It was a cold day in November; the wind was twirling and whistling through the trees on the Common; the dead leaves were dropping seared and yellow to the earth, admonishing the old gentleman whom we left drumming upon the window, that—
"Such was life!"
"Such was life!"
The old gentleman thumped and thumped the window pane with a drearysotto voceaccompaniment for some minutes, when he was interrupted by an aged, pious-looking matron, who dropped her spectacles across the book in her lap, as she sat in her chair by the fireside, and said—
"Joel."
"Umph?" responded the old gentleman.
"The Lord has spared us to see another Thanksgiving day, should we live to see to-morrow."
"He has," responded Mr. Newschool.
"I've been thinking, Joel, that how ungrateful to God we are, for the blessings, and prosperity, and long life vouchsafed to us, by a good and benevolent Almighty."
"Rebecca," said the faltering voice of the rich man, "I know, I feel all this as sensitive as you can possibly feel it."
"I was thinking, Joel," continued the good woman, "to-morrow we shall, God permitting, be with our children and friends once again, together."
"I hope so, I trust we shall," answered the husband.
"And I was thinking, Joel," resumed the wife, "that the exclusion of our own child, Cecelia, from the family re-unions, from joining us in returning thanks to God for his mercy and preservation of us, is cruel and offensive to Him we deign to render up our prayers."
"Rebecca," said the old gentleman, "I but agree with you in this, you have but anticipated my feelings in the matter. I have long fought against my better feelings and offended a discriminating God, I know. Ashamed to confess my stubbornness and frailty before, I now freely confess an altered feeling and better determination."
"Then, Joel, let our daughter Cecelia and her husband join with us to-morrow in rendering our thanks to a just God and kind Providence."
"Be it so, Rebecca. God truly knows it will be a millstone relieved from my heart. I wish it done."

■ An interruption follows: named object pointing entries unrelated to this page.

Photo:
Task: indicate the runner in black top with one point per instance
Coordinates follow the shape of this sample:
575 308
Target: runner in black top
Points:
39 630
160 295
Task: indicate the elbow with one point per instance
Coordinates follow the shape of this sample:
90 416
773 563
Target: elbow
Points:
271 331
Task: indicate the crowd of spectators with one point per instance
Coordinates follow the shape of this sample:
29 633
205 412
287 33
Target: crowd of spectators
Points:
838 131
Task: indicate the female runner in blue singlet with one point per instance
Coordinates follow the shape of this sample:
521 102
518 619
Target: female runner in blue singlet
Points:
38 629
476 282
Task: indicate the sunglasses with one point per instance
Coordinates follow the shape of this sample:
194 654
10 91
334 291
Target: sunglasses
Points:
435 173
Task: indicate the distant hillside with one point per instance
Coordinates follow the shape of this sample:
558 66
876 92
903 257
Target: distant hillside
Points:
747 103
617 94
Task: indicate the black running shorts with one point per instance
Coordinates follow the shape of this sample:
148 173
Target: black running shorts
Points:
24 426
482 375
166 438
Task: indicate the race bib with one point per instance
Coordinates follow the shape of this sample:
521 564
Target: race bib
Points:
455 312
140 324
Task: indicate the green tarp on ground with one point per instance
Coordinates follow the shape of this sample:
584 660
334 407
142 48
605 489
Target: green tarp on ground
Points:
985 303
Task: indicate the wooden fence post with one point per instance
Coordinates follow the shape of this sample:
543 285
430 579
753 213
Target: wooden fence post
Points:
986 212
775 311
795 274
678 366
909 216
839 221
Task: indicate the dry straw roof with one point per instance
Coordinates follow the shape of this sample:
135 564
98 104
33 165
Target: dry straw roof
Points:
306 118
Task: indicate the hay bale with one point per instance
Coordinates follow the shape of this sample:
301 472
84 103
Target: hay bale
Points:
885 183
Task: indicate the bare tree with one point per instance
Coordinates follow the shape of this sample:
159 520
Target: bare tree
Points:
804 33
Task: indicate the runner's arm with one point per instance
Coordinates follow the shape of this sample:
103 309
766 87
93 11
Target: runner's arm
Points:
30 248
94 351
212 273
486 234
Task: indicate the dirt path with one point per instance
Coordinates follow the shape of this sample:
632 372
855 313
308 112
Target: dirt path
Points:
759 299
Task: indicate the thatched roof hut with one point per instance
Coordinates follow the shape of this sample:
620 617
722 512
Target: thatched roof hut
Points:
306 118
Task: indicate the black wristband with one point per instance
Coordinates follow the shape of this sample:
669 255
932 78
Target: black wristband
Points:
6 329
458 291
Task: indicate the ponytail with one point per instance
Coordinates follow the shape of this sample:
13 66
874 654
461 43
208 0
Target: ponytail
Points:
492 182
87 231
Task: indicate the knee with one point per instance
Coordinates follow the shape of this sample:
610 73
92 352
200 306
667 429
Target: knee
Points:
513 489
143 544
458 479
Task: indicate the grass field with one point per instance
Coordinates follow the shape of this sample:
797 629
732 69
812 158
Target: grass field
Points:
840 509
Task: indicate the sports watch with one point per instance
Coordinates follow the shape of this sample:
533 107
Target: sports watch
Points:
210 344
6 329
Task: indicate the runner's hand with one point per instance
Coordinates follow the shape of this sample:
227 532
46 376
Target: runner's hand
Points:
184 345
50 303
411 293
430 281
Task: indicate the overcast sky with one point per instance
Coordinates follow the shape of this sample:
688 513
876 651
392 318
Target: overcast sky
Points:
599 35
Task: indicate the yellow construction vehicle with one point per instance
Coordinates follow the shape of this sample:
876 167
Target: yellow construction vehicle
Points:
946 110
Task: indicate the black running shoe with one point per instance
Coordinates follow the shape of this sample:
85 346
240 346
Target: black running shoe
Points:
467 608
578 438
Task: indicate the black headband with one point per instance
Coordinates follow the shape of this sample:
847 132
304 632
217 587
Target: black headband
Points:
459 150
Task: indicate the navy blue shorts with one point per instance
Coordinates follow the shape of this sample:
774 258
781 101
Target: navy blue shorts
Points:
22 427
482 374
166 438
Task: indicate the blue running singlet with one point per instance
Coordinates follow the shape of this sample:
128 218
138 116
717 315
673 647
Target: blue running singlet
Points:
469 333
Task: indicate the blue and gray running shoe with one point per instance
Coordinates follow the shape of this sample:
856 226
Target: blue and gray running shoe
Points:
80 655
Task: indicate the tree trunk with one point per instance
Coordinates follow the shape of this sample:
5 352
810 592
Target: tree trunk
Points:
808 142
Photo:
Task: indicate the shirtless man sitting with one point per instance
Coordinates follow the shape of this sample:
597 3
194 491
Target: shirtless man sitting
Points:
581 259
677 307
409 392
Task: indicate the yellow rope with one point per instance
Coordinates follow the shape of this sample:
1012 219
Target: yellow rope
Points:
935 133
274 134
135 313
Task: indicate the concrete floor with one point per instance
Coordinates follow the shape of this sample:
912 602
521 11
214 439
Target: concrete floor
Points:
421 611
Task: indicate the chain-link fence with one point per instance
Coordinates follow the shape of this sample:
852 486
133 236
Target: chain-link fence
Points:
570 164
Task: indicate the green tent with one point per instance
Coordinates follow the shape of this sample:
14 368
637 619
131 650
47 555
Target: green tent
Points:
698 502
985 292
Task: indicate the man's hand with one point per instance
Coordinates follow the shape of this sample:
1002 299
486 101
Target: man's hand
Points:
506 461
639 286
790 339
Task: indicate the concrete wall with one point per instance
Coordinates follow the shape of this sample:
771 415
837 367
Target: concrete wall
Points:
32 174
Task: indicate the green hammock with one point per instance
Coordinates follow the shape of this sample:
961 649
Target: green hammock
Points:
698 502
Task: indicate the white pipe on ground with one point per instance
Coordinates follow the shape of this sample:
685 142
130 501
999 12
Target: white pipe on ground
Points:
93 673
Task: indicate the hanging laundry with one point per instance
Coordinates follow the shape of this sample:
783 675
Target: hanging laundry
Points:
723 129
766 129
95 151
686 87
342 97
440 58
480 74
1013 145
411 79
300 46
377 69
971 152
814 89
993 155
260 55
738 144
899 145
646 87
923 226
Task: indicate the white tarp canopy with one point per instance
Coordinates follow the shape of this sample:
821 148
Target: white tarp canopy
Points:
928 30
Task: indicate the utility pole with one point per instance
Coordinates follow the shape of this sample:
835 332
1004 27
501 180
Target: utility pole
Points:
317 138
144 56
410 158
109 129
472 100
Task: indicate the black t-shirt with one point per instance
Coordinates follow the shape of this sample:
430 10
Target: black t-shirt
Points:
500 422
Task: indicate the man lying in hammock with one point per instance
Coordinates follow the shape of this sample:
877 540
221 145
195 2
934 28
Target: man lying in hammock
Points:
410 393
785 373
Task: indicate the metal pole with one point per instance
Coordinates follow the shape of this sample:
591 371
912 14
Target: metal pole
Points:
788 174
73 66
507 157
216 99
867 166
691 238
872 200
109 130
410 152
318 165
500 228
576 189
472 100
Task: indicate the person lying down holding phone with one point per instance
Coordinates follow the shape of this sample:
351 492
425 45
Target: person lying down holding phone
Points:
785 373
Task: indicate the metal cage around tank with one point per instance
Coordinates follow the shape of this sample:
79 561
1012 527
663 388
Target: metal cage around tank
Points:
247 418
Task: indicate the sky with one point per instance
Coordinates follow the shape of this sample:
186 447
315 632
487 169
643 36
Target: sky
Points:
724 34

Three family re-unions, three days of Thanksgiving had been held in the paternal mansion of the Newschools, since Cecelia had left it for the humble home of the poor artizan. But their several re-unions were clouded, gloomy, unsocial affairs; there was a gap in the social circle of the Newschool family, as they met on Thanksgiving day, which all felt, but none hinted at. It was hard for a parent to invoke blessings on a portion, but not all, of his own flesh and blood; it was hard to return thanks for those dear ones present, andwonderwhether the absent and equally dear had aught to be thankful for, whether instead of health and comfort, they might not be sorrowing in disease, poverty, and despair! Such things as these, when they obtrude upon the mind, the soul, are not likely to make merry meetings. And such was the position and nature of the re-union upon the late Thanksgiving days, at the Newschool mansion. But better feelings were at work, and a happy change was at hand.
Several carriages had already drove up to the door of Mr. Newschool, Sen., and let down the different branches of the Newschool family. A brighter appearance seemed gathering over the household than was usual of late on Thanksgiving day, in the old family mansion. As each party came, the good old mother duly informed them of the invitation given, and the hope indulged in, that Cecelia and her husband would join the family circle that day, in their re-union.
The proud sisters seemed willing, at last, to cast away their pride, and greet their sister as became Christian and sensible women. The brothers, chagrined at the unmanliness of their conduct, now gladly joined their approval of what betokened, in fact, a happy family meeting. As the clock on old South Church tower pealed out eleven, a pretty, smiling young mother, in plain, but unexceptionable, neat attire, ascended the large stone steps of the Newschool mansion, with a light and graceful step, bearing a sleeping child in her arms.
Another moment, and Cecelia Fairway was in the arms of her old mother; the smiles, kisses and tears of the whole family party were bountifully showered upon poor Cecelia, and her sweet little daughter. Imagination may always better paint such a scene, than could the feeble pen describe it. The deep and gushing eloquence of human nature, when thus long pent, bursts forth, sweeping the meagre devises of the pen before it, like snow-flakes before the mighty mountain avalanche.
Oh! it was a happy sight, to see that party at their Thanksgiving dinner.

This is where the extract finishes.